Bij mogelijke planschade moet de aanvrager zich bereidt verklaren de kosten voor zijn rekening te willen nemen. Als de aanvrager dat niet wil, dan zou het financiële risico van bijvoorbeeld het vaststellen van het bestemmingsplan bij de gemeente liggen. De gemeente is in beginsel niet bereid tot een dergelijk risico. Gecoördineerde besluitvorming is in een dergelijk geval dan ook niet wenselijk.

Artikel 6

De wet geeft geen aanwijzingen over de manier waarop de coördinatieregeling uitgevoerd moet worden. Het is wel wenselijk dat de gemeente duidelijkheid geeft over de uitvoering. Daarom draagt de Gemeenteraad het college in dit artikel op om een procedureregeling vast te stellen. Daarin kan bijvoorbeeld worden aangegeven hoeveel tijd de aanvrager heeft om de te coördineren vergunningen aan te vragen.

Hierbij heeft de wetgever hulp geboden met de opname van Afdeling 3.5 die een coördinatieprocedure toevoegt aan de Algemene wet bestuursrecht. Dit onderdeel van de Awb (met name: § 3.5.3) werkt pas als een wet of een gemeentelijke verordening de procedure van toepassing verklaart. Zolang het college nog geen procedureregeling heeft vastgesteld is op grond van lid c de procedure van de Awb van toepassing. Dat is handig, omdat de regeling van het college nog niet klaar is en het overigens ook aan te bevelen is om die regeling pas op te stellen nadat ervaring is opgedaan met het toepassen van de coördinatieregeling.

Als het college een procedureregeling vaststelt en bekend maakt, blijft lid c buiten toepassing.

De Awb verplicht het college van burgemeester en wethouders om een aanvrager in kennis te stellen van alle vergunningen die de aanvrager voor zijn project nodig heeft. Lid b geeft aan dat het wenselijk is dat het college in de procedureregeling aangeeft hoe aan die verplichting vorm wordt gegeven.

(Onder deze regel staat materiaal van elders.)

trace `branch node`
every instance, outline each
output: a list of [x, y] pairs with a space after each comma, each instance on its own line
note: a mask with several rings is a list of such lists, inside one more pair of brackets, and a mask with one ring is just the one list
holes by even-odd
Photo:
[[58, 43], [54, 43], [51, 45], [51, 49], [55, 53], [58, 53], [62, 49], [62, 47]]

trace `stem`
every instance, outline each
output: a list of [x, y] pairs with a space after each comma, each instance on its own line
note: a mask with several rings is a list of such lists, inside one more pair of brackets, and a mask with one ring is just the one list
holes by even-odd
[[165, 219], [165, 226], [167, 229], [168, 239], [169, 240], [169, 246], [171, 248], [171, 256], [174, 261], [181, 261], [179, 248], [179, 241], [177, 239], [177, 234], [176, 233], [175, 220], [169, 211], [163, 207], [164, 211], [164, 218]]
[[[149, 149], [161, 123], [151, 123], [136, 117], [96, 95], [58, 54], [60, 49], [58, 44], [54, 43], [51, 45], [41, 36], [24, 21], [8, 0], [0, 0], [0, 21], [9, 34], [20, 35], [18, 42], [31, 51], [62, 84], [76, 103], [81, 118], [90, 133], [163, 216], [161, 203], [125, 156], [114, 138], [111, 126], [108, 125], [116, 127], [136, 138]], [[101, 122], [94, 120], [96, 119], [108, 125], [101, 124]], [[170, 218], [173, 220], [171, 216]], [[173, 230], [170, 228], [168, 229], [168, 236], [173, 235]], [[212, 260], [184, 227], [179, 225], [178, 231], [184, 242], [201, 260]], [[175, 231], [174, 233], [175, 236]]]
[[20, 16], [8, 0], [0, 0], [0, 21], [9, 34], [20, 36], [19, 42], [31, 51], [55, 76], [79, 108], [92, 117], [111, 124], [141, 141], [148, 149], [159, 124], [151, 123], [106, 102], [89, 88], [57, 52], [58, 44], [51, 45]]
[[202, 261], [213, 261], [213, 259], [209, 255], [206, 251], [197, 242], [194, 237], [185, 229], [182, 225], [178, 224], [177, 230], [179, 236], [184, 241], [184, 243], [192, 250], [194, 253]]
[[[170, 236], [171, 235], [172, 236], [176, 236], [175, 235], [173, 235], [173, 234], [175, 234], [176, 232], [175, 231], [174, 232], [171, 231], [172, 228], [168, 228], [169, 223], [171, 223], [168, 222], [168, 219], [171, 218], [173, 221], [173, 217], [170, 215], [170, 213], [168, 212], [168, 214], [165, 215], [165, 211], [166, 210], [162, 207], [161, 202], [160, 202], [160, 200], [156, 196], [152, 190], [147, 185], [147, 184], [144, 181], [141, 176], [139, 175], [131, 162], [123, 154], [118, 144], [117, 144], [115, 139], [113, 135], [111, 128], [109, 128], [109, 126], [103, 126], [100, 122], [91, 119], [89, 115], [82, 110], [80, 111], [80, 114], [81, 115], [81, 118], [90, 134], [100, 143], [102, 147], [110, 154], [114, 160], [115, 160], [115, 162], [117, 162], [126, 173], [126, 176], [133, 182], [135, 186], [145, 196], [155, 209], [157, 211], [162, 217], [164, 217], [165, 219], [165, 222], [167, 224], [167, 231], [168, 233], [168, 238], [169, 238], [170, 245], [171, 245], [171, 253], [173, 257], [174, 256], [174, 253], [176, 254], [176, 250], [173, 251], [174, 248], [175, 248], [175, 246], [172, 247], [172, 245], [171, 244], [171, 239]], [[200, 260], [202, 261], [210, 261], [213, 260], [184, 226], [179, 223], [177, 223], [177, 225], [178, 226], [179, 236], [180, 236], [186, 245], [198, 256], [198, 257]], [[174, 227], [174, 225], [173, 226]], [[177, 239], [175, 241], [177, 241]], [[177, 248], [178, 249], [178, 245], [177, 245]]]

Met uitzondering van de artikelen 3.28 en 3.29 over administratief beroep. Deze artikelen zijn overbodig, omdat de Wro dit aspect regelt. Bij toepassing van de coördinatieverordening volgen alle gecoördineerde besluiten de procedure van het bestemmingsplan of omgevingsvergunning.

Lid d is opgenomen voor alle duidelijkheid. Dat het college het "coördinerend orgaan" is, blijkt ook al uit artikel 3.31, eerste lid van de Wro, dus feitelijk is dit lid overbodig.

Artikel 7

Het college doet jaarlijks verslag over de projecten waarop coördinatie is toegepast. In dit verslag vermeldt het college in elk geval om welke projecten het gaat en welke termijnen zijn gevolgd. Dit overzicht kan nuttig blijken voor toekomstige afwegingen over gecoördineerde behandeling.

Artikel 8

Deze verordening wordt aangehaald als: Coördinatieverordening gemeente Amsterdam.